Crooked cop helped suspected robbers




For some time in 2012, local police looked for two suspects in a South Carolina armed robbery.
When they found them in the home of a Cincinnati police supervisor, they – and then-Cincinnati Police Sgt. Jeff Brunswick – were arrested.
Brunswick, 57, paid for that Tuesday, well after he left the police force for the second time. He retired – sooner than he planned because of the crimes, his attorney admitted Tuesday – after the 2013 indictment and before he pleaded guilty in January to promoting prostitution and two counts of unauthorized use of the police crime computer.
He was sentenced Tuesday by Hamilton County Common Pleas Court Judge John "Skip" West to three years of probation.
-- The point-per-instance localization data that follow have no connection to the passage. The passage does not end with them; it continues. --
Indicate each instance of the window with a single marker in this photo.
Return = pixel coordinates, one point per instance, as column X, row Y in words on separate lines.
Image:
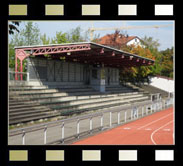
column 94, row 73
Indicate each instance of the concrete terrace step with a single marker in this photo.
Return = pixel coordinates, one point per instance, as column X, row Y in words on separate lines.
column 41, row 91
column 40, row 107
column 70, row 112
column 28, row 119
column 53, row 92
column 26, row 112
column 90, row 104
column 67, row 98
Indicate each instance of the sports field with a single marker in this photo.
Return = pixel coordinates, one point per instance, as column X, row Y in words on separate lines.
column 156, row 129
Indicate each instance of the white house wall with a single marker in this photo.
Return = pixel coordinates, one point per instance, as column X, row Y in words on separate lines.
column 163, row 83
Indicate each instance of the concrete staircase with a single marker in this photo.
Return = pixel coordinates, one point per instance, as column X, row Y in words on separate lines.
column 31, row 103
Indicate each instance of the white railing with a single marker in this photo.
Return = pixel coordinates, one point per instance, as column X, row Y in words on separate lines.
column 129, row 112
column 18, row 76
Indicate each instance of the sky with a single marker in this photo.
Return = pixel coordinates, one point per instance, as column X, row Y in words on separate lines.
column 164, row 35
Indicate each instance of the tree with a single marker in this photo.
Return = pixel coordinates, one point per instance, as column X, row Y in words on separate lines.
column 60, row 38
column 29, row 35
column 75, row 35
column 45, row 40
column 167, row 62
column 13, row 27
column 150, row 43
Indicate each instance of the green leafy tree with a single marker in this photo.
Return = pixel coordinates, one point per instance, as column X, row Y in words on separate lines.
column 60, row 38
column 29, row 35
column 45, row 40
column 13, row 27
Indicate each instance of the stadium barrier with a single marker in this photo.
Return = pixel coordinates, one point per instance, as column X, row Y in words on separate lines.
column 131, row 112
column 18, row 76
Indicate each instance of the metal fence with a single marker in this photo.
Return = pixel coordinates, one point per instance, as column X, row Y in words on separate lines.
column 18, row 76
column 63, row 130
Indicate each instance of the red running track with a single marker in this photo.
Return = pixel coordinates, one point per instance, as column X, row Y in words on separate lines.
column 156, row 129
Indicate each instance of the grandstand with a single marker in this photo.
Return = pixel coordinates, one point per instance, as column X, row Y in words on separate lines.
column 69, row 79
column 30, row 103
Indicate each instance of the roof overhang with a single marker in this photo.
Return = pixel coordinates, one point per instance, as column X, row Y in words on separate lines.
column 85, row 52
Brunswick previously admitted he used police computers to see if the two men had warrants out for their arrest. When he saw that they did, he tipped them off and allowed them to stay at his house for a few nights. The men were Brunswick's girlfriend's brother and the brother's friend.
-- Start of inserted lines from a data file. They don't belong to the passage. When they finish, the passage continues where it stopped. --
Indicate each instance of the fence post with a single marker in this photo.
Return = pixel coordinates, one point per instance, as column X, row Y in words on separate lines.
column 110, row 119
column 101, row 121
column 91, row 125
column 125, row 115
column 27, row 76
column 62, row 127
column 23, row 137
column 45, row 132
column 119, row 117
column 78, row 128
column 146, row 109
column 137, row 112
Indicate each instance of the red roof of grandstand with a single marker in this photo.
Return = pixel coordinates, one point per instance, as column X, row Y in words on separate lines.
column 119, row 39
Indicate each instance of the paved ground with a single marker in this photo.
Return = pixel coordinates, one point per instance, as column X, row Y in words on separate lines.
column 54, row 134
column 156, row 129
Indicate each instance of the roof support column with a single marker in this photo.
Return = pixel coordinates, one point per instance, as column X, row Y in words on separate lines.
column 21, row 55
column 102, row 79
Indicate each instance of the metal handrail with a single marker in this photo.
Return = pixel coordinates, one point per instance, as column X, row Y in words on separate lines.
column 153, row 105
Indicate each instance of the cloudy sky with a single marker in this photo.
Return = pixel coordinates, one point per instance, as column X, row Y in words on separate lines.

Then, while he was out on bond on that case, Brunswick had sex with a prostitute and paid for a hotel room for her to service others.
"I've embarrassed my family. I embarrassed myself. I embarrassed the city of Cincinnati," Brunswick said.
Those embarrassments were the latest of several for Brunswick, whose base pay as a CPD sergeant was $74,000 per year when he was arrested.
Brunswick left the Cincinnati police force the first time after was fired in 1990, when his supervisors accused him of operating a vehicle in a reckless manner and lying about it. He was also accused of firing bottle rockets in a Northern Kentucky parking lot while intoxicated. After he was fired, he sued and got his job back.
Brunswick also pleaded guilty to a 2011 charge for punching fellow Officer Jeff Ruberg even as Brunswick tried to apologize for an earlier dispute.